From Los Angeles, it's about 380 miles to San Francisco. From LAX, Burbank, Ontario and Orange County, United, Southwest and American offer nonstop flights to San Francisco or Oakland. From Long Beach, only JetBlue flies nonstop, and only to Oakland. Restricted round-trip fares begin at $170.

WHERE TO STAY:

Some hotels have special rates for the promotion; see the Dine About Town website (below), or www.sfvisitor.org.

Donatello hotel, 501 Post St.; (415) 441-7100, thedonatellosf.com. Comfortable, colorful, modern rooms with king-size beds near Union Square and the theater district. Doubles from $149.

WHERE TO EAT:

Not all of the restaurants we chose are participating this year. Here are the ones that are:

Bix, 56 Gold St.; (415) 433-6300, www.bixrestaurant.com. Lunch and dinner.

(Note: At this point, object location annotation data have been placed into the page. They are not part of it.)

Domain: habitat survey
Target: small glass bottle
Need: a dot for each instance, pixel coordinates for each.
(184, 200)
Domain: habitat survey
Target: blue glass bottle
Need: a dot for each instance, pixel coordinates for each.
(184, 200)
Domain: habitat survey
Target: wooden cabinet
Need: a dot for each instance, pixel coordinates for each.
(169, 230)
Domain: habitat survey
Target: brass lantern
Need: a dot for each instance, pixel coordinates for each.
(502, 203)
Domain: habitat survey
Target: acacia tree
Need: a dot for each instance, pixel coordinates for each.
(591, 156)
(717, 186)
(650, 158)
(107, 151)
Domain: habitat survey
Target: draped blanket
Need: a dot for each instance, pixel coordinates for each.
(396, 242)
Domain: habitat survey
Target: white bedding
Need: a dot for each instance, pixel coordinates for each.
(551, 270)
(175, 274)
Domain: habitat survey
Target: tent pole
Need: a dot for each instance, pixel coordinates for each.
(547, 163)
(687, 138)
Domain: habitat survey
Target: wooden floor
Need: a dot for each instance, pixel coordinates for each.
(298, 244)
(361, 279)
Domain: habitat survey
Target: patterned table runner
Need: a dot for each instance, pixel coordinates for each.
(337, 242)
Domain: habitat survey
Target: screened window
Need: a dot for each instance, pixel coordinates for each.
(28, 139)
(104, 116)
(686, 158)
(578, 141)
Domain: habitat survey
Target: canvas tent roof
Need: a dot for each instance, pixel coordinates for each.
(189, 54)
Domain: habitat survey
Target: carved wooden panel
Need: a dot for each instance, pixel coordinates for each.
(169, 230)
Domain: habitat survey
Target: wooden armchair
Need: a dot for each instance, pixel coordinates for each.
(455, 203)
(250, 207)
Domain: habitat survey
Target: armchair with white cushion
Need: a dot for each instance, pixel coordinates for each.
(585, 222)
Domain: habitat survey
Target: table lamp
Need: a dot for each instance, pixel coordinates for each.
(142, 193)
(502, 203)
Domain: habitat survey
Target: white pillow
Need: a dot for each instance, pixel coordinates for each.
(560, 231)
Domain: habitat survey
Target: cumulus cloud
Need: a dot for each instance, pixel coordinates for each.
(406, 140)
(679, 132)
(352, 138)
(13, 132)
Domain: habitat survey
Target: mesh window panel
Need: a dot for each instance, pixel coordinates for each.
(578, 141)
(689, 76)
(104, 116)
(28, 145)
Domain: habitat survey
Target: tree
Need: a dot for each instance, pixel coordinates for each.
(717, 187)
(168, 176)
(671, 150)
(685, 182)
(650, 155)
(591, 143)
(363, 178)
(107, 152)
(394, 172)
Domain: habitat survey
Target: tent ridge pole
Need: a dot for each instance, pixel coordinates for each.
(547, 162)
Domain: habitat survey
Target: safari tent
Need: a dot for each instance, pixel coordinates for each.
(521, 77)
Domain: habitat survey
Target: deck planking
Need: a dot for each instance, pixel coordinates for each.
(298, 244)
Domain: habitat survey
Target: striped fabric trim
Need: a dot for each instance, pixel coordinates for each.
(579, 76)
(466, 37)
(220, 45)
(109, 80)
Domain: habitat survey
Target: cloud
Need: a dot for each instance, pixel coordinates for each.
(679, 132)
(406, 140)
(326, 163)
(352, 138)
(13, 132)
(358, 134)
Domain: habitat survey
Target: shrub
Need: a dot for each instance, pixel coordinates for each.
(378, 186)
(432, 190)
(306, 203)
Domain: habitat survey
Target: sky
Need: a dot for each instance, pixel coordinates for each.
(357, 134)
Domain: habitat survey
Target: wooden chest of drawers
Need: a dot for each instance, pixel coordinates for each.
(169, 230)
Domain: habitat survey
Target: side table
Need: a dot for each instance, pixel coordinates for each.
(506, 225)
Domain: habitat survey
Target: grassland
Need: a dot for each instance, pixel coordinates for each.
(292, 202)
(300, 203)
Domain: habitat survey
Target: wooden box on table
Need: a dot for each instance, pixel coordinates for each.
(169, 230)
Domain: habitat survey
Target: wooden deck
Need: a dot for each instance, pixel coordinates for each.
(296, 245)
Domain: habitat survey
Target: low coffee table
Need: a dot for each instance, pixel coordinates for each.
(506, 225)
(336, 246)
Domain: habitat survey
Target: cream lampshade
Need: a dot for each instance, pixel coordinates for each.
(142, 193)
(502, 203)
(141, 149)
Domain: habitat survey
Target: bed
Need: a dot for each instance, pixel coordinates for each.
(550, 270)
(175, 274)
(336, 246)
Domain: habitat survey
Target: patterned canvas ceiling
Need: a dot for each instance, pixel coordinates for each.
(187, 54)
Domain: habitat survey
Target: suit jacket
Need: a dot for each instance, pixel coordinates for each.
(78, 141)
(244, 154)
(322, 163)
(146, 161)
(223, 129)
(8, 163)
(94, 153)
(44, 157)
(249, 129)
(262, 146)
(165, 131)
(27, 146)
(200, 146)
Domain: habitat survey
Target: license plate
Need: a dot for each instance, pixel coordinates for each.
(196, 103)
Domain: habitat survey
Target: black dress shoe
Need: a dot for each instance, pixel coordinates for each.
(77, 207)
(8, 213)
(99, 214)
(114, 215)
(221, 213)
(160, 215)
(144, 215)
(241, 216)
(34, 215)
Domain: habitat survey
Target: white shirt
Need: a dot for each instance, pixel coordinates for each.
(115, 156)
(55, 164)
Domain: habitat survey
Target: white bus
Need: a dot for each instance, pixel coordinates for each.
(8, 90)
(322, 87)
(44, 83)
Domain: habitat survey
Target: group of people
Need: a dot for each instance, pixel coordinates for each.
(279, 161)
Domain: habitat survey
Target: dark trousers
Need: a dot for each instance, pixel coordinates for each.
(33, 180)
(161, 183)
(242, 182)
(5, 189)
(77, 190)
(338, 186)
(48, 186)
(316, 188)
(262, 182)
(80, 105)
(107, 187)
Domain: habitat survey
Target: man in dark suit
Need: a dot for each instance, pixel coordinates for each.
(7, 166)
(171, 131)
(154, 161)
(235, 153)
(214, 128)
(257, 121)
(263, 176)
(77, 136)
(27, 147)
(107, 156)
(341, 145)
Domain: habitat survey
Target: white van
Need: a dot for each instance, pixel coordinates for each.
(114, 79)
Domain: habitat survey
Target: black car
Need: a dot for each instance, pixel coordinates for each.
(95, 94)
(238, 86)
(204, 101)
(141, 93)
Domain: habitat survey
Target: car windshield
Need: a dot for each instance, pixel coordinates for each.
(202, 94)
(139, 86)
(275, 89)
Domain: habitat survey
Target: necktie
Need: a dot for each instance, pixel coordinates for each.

Campton Place, 340 Stockton St.; (866) 332-1670, www.camptonplace.com. Lunch only.

Fringale, 570 4th St.; (415) 543-0573, www.fringalerestaurant.com. Lunch and dinner.

Farallon, 450 Post St.; (415) 956-6969; www.farallonrestaurant.com. Lunch only.

TO LEARN MORE:

Dine About Town, which includes about 100 restaurants this year, runs through Jan. 31. Three-course lunches are $21.95; dinners, $31.95. It's a cross-promotion with Visa, but we didn't always have to use the credit card. For the 2006 list of participating restaurants, see the Dine About Town website, www.sfdineabouttown.com.

Reservations are highly recommended. We made ours online at www.opentable.com.